Les pays les plus pauvres sévèrement touchés

Si l’Europe peut craindre un arrêt de sa croissance économique, de nombreux pays en voie de développement vont probablement connaître la famine. Le système d’approvisionnement alimentaire mondial, déjà affaibli par la crise sanitaire et le réchauffement climatique, est en passe d’atteindre ses limites. Comme évoqué ci-dessus, l’arrêt des exportations de céréales en provenance de l’Ukraine a provoqué une hausse du prix du blé de plus de 50% depuis le début de l’année. La récente décision de l’Inde de suspendre à son tour ses exportations, dans le prolongement d’une vague de chaleur, a fait bondir les prix de 6% de plus.

La semaine dernière, Antonio Guterres, le secrétaire général des Nations Unies a tiré la sonnette d’alarme et parle du “spectre d’une pénurie alimentaire mondiale”, qui pourrait durer plusieurs années. Selon “The Economist” la hausse des coûts des céréales a déjà fait augmenter le nombre de personnes qui pourraient manquer de nourriture de 440 million à 1,6 milliard.

La récession est-elle évitable ?

Oui. Évidemment un retrait de la Russie de l’Ukraine et un relâchement de la politique “zéro-covid” en Chine seraient deux mesures qui permettraient de booster la croissance économique. 

En Europe, les mesures d’aide financière et de protection contre les effets de l’inflation sont activement étudiées.

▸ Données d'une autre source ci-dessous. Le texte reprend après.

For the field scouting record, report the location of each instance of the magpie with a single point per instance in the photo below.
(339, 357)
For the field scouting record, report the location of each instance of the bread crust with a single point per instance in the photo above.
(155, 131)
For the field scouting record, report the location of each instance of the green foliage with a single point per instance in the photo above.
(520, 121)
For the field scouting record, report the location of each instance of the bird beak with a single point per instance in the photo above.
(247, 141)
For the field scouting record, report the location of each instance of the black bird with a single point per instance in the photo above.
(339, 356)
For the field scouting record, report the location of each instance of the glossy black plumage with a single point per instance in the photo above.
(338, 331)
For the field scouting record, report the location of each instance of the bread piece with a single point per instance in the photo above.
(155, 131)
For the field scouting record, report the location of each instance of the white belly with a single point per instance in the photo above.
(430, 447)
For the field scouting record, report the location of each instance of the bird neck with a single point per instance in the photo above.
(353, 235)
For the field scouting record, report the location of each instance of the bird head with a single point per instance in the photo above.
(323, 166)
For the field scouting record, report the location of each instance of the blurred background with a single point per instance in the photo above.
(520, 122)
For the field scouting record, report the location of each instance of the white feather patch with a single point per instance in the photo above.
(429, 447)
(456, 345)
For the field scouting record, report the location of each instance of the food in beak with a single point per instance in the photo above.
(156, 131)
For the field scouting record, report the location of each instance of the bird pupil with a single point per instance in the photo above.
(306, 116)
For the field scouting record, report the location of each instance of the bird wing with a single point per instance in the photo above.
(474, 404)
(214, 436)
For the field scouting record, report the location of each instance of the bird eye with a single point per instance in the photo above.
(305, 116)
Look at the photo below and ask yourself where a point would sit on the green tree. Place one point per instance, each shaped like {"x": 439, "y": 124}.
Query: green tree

Au Royaume-Uni et aux États-Unis, les hausses successives des taux directeurs devraient commencer à faire sentir leurs effets sur l’inflation dans les trimestres à venir. Quant à la Chine, elle a déjà commencé à déployer des mesures pour soutenir son appareil industriel et ses consommateurs.

Pour la majorité des économistes, une récession mondiale sera donc probablement évitée. Mais il n’y a pas de doute que le risque de son apparition a augmenté.